Keywords: LightGBM, multi-layer perception network, industrial IoT, intrusion detection, feature selection.

1 Introduction

The rapid development of machine learning has brought earth shattering changes to people’s lifestyles, but it has also brought increasingly serious network security issues. The highly transparent internet has made the manifestations of network security threats more complex [1, 2]. At the same time, computer network security protection is becoming increasingly important, and the confrontation between network intrusion and defence, infiltration and reverse osmosis will continue to escalate. This has also led to the rapid development of IoT technology, which has laid an important foundation for technological progress and continuous innovation. At the same time, the IoT industry has become one of the important protection areas for data security, gradually forming a network attack and defence situation regarding IoT security. Especially in the field of industrial IoT, relevant industrial IoT data is the core link that needs to be focused on storage and protection, and achieving intrusion security detection in industrial IoT has become a content that must be faced and valued in this field [3]. Therefore, in the industrial IoT, security intrusion has become a unique manifestation in the modern network security system. It can not only disrupt and penetrate the commercial network of the industrial IoT, but also attack and penetrate enemy government, civilian, and educational IoT network systems, posing a serious threat to the industrial IoT security system.

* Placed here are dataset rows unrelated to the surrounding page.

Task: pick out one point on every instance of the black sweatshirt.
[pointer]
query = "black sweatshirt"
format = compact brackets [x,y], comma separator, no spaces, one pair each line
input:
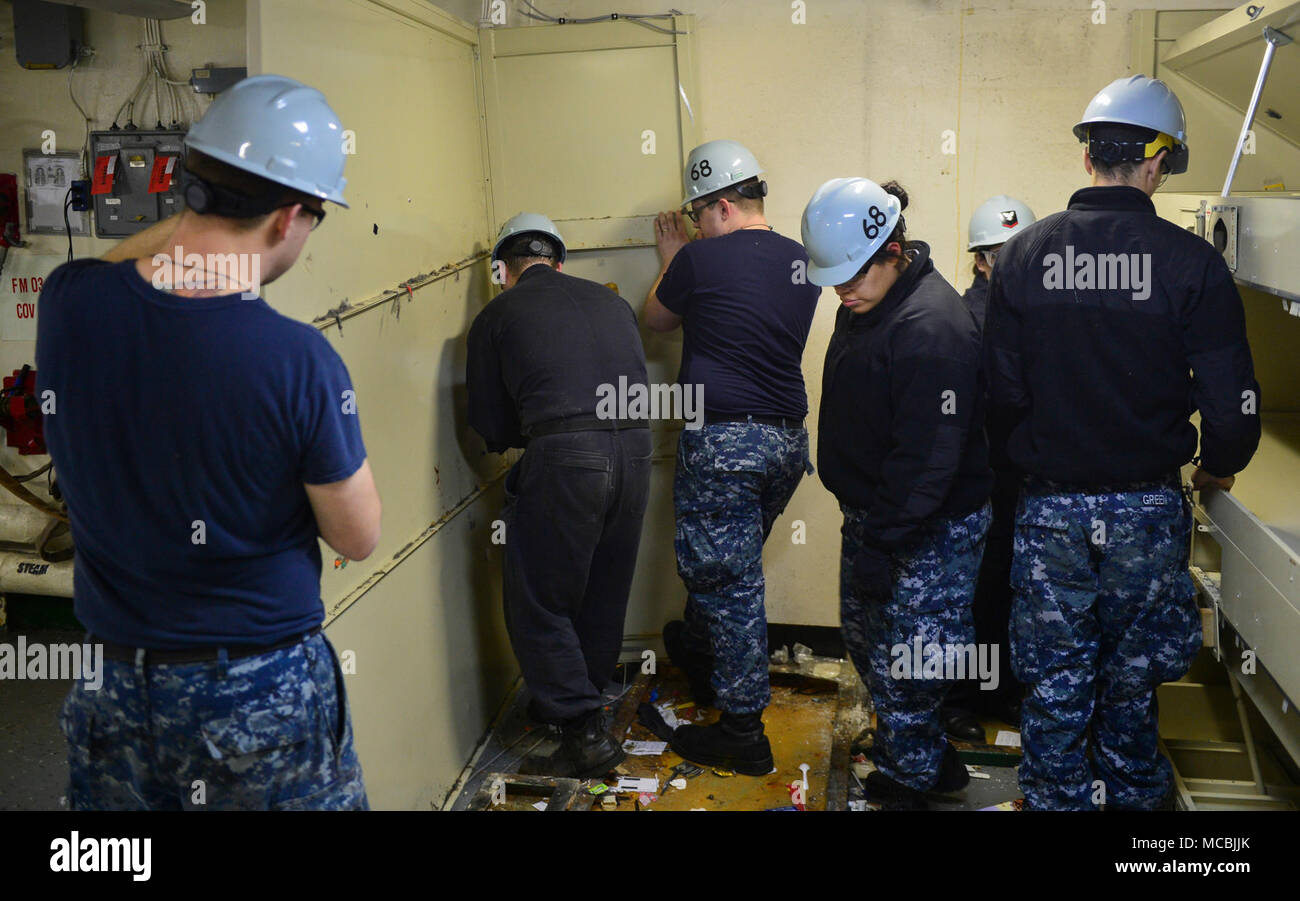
[976,298]
[1106,328]
[901,425]
[541,351]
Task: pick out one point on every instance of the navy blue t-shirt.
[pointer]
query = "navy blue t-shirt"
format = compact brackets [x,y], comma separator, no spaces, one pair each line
[746,312]
[182,433]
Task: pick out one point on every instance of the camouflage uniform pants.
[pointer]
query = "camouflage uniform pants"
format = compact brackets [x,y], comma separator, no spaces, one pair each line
[252,733]
[1104,613]
[934,585]
[732,481]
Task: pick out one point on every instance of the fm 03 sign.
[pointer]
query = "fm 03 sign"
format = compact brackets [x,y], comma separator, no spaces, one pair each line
[21,280]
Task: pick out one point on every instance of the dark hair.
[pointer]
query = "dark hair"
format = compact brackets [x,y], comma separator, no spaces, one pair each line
[900,233]
[524,250]
[1112,147]
[267,194]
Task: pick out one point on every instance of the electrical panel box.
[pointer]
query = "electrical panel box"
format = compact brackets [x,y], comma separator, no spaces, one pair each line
[48,183]
[135,178]
[46,35]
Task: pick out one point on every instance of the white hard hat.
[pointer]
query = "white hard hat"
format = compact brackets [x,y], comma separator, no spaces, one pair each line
[1145,103]
[716,165]
[996,220]
[278,129]
[525,222]
[845,222]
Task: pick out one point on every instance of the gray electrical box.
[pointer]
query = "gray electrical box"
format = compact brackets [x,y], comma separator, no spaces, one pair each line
[46,35]
[135,178]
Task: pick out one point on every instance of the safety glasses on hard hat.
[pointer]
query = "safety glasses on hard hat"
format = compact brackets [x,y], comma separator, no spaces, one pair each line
[696,212]
[317,213]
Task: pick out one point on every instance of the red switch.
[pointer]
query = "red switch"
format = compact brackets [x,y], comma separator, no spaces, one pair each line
[104,169]
[160,178]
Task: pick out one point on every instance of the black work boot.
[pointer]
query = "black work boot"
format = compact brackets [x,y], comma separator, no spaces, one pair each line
[889,795]
[961,724]
[698,667]
[953,776]
[586,748]
[735,743]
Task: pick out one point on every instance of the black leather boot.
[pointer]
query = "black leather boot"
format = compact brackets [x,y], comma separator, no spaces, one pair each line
[953,776]
[961,724]
[889,795]
[736,743]
[586,748]
[698,667]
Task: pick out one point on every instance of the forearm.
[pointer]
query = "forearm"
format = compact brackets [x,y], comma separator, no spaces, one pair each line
[154,239]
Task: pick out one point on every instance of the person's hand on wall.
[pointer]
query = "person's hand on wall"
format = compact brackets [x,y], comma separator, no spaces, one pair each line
[670,235]
[1201,480]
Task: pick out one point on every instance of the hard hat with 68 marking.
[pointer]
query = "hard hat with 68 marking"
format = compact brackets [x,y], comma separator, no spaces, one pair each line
[716,165]
[844,224]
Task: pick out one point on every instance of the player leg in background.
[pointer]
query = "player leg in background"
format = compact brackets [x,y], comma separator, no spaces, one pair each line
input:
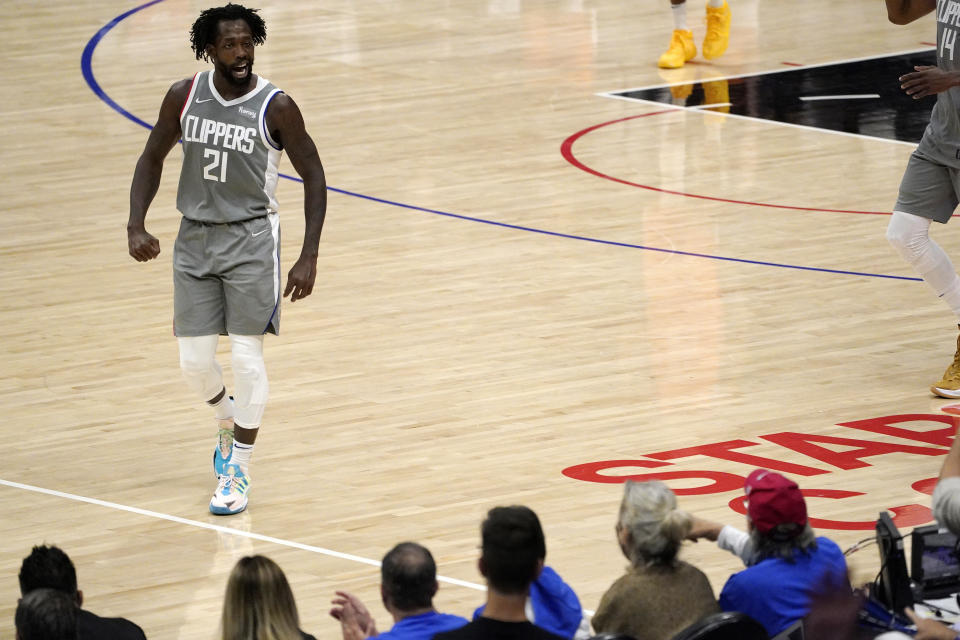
[250,400]
[910,235]
[718,29]
[204,377]
[681,46]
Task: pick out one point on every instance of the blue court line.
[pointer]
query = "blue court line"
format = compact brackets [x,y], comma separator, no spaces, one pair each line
[86,67]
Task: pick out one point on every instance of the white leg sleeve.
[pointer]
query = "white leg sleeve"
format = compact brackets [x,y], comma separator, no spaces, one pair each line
[910,236]
[249,379]
[199,366]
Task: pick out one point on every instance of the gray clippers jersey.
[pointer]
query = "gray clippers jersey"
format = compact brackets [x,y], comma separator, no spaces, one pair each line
[941,140]
[229,171]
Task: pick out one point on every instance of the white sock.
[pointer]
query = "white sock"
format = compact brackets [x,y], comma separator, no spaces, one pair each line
[241,456]
[679,16]
[223,410]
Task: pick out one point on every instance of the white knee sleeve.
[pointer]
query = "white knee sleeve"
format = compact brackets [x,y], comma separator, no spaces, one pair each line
[199,366]
[250,380]
[910,235]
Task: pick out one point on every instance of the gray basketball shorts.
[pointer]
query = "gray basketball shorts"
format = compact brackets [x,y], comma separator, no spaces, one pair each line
[928,189]
[226,278]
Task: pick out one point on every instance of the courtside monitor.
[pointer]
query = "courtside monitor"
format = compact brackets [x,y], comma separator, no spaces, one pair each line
[893,589]
[933,561]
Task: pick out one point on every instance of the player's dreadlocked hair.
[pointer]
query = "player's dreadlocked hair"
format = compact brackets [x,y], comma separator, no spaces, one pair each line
[204,30]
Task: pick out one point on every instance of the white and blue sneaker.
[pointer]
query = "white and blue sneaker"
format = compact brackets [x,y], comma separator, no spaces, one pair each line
[231,494]
[224,448]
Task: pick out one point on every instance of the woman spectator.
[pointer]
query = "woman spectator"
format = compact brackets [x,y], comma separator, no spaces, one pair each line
[659,595]
[259,604]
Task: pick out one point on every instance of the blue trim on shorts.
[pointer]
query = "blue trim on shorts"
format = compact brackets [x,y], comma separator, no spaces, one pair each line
[276,306]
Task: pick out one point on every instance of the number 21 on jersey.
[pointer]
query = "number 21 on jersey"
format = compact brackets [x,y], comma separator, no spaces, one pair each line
[218,160]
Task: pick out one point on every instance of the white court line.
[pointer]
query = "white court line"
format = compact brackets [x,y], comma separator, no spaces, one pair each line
[613,94]
[852,96]
[715,105]
[763,120]
[767,73]
[214,527]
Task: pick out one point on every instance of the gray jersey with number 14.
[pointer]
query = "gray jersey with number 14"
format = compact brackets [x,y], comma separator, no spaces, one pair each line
[229,171]
[941,140]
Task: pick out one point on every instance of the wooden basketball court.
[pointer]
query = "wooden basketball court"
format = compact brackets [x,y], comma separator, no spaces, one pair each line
[492,324]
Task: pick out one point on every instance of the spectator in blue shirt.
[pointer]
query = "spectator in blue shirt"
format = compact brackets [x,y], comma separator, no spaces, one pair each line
[408,582]
[786,563]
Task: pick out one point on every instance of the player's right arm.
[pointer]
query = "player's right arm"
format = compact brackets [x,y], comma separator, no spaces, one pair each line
[906,11]
[146,177]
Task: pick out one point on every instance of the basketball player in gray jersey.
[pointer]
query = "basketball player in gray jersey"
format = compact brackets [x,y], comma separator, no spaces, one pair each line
[226,259]
[930,189]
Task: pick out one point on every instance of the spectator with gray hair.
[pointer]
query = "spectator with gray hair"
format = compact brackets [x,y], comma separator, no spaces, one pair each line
[660,595]
[787,565]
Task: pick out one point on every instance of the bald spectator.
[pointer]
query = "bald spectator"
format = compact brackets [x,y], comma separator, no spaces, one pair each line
[408,583]
[49,567]
[513,549]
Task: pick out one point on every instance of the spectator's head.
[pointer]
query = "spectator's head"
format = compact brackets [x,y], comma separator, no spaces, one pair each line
[777,514]
[258,602]
[650,528]
[513,549]
[49,567]
[408,578]
[46,614]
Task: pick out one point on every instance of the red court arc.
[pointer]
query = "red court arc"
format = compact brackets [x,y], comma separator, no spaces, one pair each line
[566,149]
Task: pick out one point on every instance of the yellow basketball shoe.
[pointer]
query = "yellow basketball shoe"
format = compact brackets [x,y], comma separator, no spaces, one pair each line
[949,384]
[718,31]
[681,49]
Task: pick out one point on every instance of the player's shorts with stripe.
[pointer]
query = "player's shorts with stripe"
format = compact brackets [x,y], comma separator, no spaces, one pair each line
[929,189]
[226,277]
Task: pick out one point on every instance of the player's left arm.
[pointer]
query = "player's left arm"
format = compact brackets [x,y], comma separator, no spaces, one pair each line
[285,123]
[926,81]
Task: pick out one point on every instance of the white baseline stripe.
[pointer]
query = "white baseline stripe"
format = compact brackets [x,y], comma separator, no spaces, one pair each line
[761,120]
[852,96]
[771,72]
[214,527]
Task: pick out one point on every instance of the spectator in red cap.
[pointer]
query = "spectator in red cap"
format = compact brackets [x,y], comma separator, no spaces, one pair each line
[786,563]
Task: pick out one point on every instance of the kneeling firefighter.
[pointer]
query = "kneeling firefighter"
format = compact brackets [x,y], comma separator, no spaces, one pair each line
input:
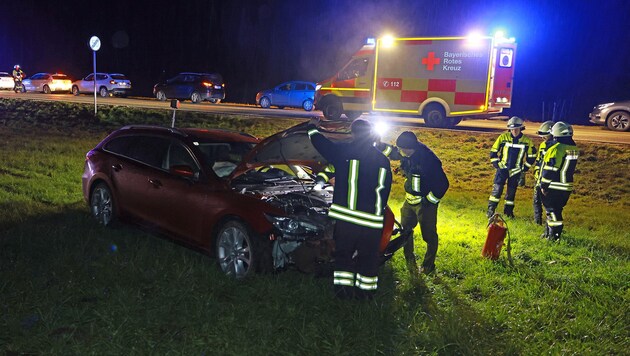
[363,181]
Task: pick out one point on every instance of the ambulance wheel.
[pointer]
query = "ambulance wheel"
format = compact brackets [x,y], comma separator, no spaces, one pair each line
[332,111]
[351,115]
[434,116]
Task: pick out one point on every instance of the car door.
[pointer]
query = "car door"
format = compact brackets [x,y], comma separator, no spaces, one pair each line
[87,83]
[282,94]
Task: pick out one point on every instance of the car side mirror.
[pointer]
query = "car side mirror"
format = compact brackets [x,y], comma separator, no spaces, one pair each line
[183,170]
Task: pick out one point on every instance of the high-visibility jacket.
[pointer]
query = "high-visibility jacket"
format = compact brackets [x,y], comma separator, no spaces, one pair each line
[539,157]
[513,153]
[559,165]
[363,179]
[423,171]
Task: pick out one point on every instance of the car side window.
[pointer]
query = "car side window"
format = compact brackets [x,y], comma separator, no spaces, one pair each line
[179,155]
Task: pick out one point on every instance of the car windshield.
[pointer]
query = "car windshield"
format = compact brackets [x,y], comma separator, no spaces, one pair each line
[223,157]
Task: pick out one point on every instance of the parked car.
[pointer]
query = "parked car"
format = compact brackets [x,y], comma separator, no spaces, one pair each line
[6,81]
[195,87]
[106,84]
[251,203]
[294,94]
[48,83]
[616,116]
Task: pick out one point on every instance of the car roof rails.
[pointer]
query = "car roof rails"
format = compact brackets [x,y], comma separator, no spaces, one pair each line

In the field of the Industrial IoT, network intrusion behaviour is a behaviour aimed at obtaining or controlling relevant data of the Industrial IoT, thereby attempting to damage or disrupt the integrity, availability, and confidentiality of computer data in the Industrial IoT [4, 5]. The main methods used in the process of intrusion security detection in the industrial Internet of Things are to check and analyse the data collected from samples, based on relevant analysis results, and detect whether it is an intrusion behaviour through data characteristics and behaviour types, in order to discover whether the industrial Internet of Things system is being invaded and violating security policies, targeting different types of security intrusions, Targeted implementation of subsequent protection strategies, also known as the Industrial Internet of Things intrusion security detection mechanism. Intrusion security detection technology is a commonly used technology that can greatly ensure the security and integrity of industrial IoT system data. Combined with the IoT network intrusion security detection mechanism, it generates alarm data and quickly presents data behaviour to security technicians to avoid damage and loss [6, 7].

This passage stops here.